The Customer Requirements Procedure describes how to determine customer requirements for products and services and ensures that your company has the ability to meet those customer requirements before committing.
The Customer Requirements Procedure applies to your company’s sales personnel responding to inquiries from customers regarding products or services and to manufacturing, engineering, service, and procurement personnel supporting sales in the quotation process. (10 pages, 1252 words)
Customer Requirements Responsibilities:
The Sales Manager is responsible for coordinating the quotation process and preparing the Quotation.
The Engineering Manager is responsible for preparing cost estimates for new or modified existing products.
The Manufacturing Manager is responsible for providing lead times and reviewing the cost estimate for reasonable labor costs.
The Procurement Manager is responsible for obtaining cost estimates for materials, supplies and subcontracted services if required.
The Service Manager is responsible for providing cost estimates for service requirements.
The Marketing Manager is responsible for developing product and service content for publication (e.g., brochures, letters, advertising, web-based material).
Capturing customer requirements is certainly critical to achieving customer satisfaction. And while ISO 9001 states you have to do it, the general nature of the standard leaves out any description of how to do it. That is for every organization to figure out for themselves.
However, one thing is certainly true. Simply asking customers to list their requirements may be the poorest method to make a complete and thorough determination of requirements. I use a similar example in college classes I teach where we talk about values. You can’t determine what a person values just by asking them. When they reply you will invariably get one of a few pat answers, like “my family.”
You will hear these pat answers no matter who you ask. Even workaholics, shopaholics, and alcoholics will tell you same thing. In order to determine what people value, you have to observe them over a period of time. Their behavior will show you what they really value. If they spend an unusual and inordinate amount of time working, at a bar, or at the mall (instead of with their family), then obviously they value those things above their family. I don’t think most of these people deliberately lie. They really believe they value their family ” because they are supposed to. Their behavior just doesn’t bear it out.
Frequently we can apply a similar principle to customers. They will tell you requirements that they believe are important to them, but it can be their actions that show what is truly important to them, even if they may not recognize or be able to properly articulate it. Customers can also fall into the rut of giving pat answers that they believe are expected without closely considering what is truly important to them.

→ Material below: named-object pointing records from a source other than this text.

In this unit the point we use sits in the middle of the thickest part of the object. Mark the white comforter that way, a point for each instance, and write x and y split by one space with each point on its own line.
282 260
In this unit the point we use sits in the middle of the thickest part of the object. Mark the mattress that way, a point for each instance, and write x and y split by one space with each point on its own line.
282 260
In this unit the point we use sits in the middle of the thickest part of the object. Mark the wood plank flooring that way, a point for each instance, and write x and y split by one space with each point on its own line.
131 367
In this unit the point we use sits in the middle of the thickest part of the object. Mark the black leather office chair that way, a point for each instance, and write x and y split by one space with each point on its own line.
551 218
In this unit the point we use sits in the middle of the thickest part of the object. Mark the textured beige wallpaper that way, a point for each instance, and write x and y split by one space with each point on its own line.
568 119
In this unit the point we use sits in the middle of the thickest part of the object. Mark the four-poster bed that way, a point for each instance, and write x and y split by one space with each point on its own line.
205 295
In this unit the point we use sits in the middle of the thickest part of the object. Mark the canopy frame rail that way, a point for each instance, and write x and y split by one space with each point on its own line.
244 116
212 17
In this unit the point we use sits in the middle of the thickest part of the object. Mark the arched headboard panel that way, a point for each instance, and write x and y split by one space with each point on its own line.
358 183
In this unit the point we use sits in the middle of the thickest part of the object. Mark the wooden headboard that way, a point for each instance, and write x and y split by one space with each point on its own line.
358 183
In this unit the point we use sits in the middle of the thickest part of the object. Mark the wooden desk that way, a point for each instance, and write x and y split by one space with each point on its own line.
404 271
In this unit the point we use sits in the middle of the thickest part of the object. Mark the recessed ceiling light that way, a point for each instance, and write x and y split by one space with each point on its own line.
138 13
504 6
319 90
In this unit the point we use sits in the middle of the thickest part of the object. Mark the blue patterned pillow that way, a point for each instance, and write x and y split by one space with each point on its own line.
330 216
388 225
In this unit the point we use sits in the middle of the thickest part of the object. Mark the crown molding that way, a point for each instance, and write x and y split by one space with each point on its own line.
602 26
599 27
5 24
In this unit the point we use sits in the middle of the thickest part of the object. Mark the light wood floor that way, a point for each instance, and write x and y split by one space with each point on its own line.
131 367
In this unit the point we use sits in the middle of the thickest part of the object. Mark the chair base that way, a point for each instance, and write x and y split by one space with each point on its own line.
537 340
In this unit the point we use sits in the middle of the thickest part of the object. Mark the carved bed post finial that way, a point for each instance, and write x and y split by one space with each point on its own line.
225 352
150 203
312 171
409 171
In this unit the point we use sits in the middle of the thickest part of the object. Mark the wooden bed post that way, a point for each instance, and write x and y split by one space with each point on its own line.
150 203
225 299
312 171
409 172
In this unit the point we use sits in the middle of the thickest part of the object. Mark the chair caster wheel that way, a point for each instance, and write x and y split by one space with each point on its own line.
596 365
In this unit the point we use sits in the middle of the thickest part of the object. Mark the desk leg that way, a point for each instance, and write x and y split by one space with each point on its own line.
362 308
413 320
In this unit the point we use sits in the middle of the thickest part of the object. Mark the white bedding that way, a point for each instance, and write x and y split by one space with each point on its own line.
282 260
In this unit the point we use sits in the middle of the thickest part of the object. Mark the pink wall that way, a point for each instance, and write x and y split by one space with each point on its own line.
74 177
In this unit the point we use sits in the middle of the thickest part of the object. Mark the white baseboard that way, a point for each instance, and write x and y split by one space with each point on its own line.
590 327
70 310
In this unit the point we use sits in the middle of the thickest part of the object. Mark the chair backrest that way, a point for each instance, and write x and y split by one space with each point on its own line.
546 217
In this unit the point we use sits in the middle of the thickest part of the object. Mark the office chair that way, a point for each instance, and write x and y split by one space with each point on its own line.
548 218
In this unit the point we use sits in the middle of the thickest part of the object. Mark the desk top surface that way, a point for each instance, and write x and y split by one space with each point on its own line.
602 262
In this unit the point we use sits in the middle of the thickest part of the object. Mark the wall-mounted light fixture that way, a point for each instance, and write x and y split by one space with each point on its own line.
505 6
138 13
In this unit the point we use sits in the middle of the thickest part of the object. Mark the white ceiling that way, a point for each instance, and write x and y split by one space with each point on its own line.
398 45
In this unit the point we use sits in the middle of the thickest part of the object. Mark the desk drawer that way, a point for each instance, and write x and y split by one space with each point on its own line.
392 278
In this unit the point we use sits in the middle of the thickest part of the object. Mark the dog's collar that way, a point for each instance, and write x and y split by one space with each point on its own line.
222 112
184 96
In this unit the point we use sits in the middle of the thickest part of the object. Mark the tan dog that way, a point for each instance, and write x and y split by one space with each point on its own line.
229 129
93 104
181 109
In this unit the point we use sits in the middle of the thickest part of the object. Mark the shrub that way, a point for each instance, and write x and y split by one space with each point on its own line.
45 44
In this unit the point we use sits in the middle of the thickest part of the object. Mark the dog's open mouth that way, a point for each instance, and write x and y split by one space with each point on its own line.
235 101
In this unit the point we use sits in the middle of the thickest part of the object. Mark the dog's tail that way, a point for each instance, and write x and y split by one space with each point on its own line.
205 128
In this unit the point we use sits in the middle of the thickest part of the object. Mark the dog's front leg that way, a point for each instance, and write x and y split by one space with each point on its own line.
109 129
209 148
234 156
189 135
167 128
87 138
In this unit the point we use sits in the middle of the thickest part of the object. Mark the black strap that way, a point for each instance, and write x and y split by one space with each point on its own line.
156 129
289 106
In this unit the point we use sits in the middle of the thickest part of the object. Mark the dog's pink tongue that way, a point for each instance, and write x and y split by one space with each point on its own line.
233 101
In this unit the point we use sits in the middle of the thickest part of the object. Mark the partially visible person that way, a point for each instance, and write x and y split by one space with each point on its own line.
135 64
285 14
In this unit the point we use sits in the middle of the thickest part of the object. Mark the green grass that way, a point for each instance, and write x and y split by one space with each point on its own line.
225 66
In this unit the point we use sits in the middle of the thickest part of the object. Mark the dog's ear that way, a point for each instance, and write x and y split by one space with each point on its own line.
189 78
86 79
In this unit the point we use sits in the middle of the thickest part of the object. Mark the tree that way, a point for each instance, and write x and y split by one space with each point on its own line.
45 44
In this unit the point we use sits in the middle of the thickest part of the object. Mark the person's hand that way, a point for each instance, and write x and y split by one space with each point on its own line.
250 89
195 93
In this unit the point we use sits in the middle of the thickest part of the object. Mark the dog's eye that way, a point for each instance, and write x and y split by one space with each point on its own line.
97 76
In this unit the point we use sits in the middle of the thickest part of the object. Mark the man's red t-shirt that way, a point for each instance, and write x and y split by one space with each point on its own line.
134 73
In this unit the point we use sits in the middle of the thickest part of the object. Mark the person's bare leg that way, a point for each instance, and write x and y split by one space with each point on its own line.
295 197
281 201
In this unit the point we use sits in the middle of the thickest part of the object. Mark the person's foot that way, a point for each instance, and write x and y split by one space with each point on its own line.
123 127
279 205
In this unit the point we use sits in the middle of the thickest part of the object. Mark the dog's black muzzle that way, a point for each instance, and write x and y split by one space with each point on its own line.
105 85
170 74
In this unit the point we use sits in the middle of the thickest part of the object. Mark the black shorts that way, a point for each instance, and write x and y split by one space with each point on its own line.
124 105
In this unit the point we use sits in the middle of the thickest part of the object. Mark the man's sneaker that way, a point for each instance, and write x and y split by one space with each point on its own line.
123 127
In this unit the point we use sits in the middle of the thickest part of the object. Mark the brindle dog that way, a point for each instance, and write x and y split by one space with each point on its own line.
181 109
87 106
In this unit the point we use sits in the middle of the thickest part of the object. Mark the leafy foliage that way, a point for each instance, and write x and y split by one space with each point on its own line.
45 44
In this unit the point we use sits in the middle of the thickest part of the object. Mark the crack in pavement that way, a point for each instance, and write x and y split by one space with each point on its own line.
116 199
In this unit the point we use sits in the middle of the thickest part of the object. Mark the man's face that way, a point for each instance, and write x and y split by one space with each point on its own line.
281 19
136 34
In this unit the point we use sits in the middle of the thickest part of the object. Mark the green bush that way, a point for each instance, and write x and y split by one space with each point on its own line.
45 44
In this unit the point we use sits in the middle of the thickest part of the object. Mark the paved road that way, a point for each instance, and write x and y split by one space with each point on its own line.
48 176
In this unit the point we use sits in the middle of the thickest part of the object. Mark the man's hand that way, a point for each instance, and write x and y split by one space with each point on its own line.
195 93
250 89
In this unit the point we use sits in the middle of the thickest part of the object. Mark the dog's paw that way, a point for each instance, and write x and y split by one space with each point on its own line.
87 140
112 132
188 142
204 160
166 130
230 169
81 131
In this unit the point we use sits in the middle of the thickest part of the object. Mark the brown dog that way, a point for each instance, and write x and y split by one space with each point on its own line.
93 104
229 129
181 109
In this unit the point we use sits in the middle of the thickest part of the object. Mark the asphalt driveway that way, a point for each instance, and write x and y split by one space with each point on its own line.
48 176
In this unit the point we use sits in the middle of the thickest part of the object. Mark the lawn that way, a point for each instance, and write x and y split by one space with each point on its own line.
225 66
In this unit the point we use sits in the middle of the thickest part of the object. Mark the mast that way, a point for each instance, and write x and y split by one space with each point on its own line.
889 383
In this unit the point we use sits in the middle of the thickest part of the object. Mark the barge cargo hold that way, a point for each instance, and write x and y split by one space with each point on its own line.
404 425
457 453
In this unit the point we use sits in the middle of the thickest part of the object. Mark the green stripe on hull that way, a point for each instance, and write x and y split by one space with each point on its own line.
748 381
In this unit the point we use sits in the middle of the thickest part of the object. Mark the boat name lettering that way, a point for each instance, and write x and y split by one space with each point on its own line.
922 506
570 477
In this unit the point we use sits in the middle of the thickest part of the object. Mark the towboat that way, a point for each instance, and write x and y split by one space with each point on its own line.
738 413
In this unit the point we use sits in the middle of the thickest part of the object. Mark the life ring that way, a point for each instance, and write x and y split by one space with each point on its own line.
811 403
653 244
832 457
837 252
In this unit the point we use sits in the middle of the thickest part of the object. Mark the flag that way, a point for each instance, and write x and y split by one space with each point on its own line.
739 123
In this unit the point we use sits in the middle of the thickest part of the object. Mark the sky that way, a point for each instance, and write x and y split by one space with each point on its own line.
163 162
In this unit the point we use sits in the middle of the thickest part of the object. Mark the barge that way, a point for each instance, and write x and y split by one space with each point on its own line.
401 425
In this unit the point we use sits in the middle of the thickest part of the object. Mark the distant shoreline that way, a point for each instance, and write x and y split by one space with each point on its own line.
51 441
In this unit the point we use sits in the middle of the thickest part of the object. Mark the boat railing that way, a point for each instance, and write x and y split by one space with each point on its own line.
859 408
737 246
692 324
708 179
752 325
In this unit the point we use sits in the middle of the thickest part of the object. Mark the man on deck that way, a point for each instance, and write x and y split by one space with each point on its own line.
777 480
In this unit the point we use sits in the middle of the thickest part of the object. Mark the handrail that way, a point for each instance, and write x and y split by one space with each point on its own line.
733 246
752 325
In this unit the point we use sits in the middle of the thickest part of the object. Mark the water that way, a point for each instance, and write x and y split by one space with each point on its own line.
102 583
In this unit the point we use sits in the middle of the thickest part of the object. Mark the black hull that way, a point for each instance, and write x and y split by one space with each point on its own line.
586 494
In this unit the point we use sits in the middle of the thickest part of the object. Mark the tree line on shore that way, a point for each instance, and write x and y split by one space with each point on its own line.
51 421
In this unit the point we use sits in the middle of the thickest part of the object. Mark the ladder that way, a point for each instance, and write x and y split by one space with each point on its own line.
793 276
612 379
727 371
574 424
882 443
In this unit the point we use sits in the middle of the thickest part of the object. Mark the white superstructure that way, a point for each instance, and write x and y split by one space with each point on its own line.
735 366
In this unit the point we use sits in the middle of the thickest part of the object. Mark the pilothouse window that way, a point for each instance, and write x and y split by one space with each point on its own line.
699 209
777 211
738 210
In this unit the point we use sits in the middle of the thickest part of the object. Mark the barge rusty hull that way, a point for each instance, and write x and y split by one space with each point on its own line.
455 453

The point is that it may take an innovative and proactive approach to really determine customer requirements, especially if the goal is to exceed their expectations. For example, you may have to actually make careful observations of them interacting with a product over a period of time. But such an approach may have big pay offs. A recent study by The Performance Measurement Group found that businesses with growing revenue were more than five times more likely to have mature processes to capture customer requirements and feedback. (I think we can read “mature” to mean frequently executed and, therefore, highly developed.)
Plus, we know that correctly capturing customer requirements early in the design phase saves money ” sometimes a lot of money. You may be familiar with the 10 and 100 rule of thumb. It costs 10 times as much to fix a problem when it reaches production than it costs to fix it in the design phase, and it costs 100 times more to fix it after it reaches customers.
As mentioned earlier, the techniques you use to effectively capture the voice of the customer should vary depending on the customer, the product type, the industry, and many other factors. But there are some methods that may work as a starting point such as the House of Quality. The House of Quality uses a very systematic approach and form to capture customer requirements. Another method is to talk to customers about their needs as a starting point, and then convert needs to features, and then eventually transpose features to requirements.
Sometimes companies employ pseudo-customers. For example, employees of the company are selected to use a new product for awhile. Then the feedback from the pseudo-customers is collected and analyzed. Unlike actual customers, it is much less difficult to get them to complete feedback forms and surveys ” especially if done anonymously. We are all familiar with the concept of providing prototypes to experienced users at beta sites in exchange for their feedback. This is even more useful if you can observe knowledgeable users in action and discuss the product while they are using it.
Another related and very effective tool is sending cross-functional teams to where the customer uses the product. Here, people from several disciplines observe the product in service in the customer’s environment. And cross-functional teams can include members of sales and marketing, design engineering, production, customer service, and field service. The varied members of the cross-functional team may note observations and find meaning behind customer activities that a sales person or a design engineer may otherwise miss alone. Activities like this can capture requirements or usability improvements missed by simply listing requirements.
But the thing these methods have in common is that they go beyond just asking the customer to provide requirements. Sometimes to really hear the voice of the customer, it takes more than just listening to what they say.